Shropshire Star

Don’t reduce the voting age

“Don’t give in to fear. The future will be better than anyone has told you." I

Published

If this was Brexit, I would totally agree with Peter Rhodes and personally am tired of seeing this country held to ransom by the almost hysterical fear of those who think we should remain in the relative comfort of prison, rather than having the courage to choose freedom and the unknown.

However, global warming, if we are not careful, could lead to an irreversible catastrophe.

“If emissions aren’t curbed, clouds may disappear”, in which case temperatures would rise by eight degrees Celsius and planet Earth would become uninhabitable.

I’ve never been totally convinced that global warming was down to human activity alone rather than being also a cyclical issue, but still think we should play safe and do whatever we can to ensure we are not to blame; and, as we are doing so very, very little, it is quite understandable that the kids are worried.

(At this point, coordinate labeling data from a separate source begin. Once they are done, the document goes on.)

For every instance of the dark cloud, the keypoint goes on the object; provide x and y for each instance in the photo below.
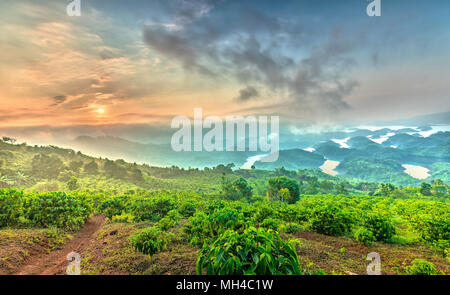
(247, 93)
(59, 99)
(255, 48)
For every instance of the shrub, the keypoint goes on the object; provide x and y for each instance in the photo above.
(124, 218)
(57, 209)
(271, 223)
(331, 220)
(10, 207)
(421, 267)
(205, 228)
(290, 228)
(254, 251)
(114, 206)
(150, 241)
(364, 236)
(381, 226)
(283, 189)
(152, 209)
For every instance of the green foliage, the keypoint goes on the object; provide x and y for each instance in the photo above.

And, yes, it’s a laugh going on protest marches; I’ve been there, done an Aldermaston Easter March, walked in a CND protest across the Pennines in the rain, been arrested in Parliament Square at Bertrand Russell’s sit-in, not totally committed to protest, but because, after living for years under the depressing shadow of the H bomb, somehow, you can’t just do nothing, just as today, our young, in despair at the apathy of their adults, feel honour bound to stand up and be counted.

But it’s different today; they have the evidence wherever they look, of our intransigence, our cruelty, our utter disregard for other species, whose homes we so blithely destroy, our failure to accept responsibility for our actions and DO something about it. Their passion and their idealism should not be reduced to the notion that they wanted a fun day off school.

It is not, however, a reason to give them the vote prematurely. There are very few young people, who have the emotional maturity or the societal awareness to be given the vote and nor should they.

Twenty-one used to be the age of “coming of age” and according to psychologists, it is the age at which we become altruistic.

I certainly would not have known, at 18, what to do with my vote and neither would the majority of my peers, and to give this vote to a group, which is more peer-led than any other, makes no sense to me at all; this idea attracts the Greens and Lib Dems, because their manifestos appeal to naive and idealistic youth, who have yet to understand the overall picture. Not a reason to change the system.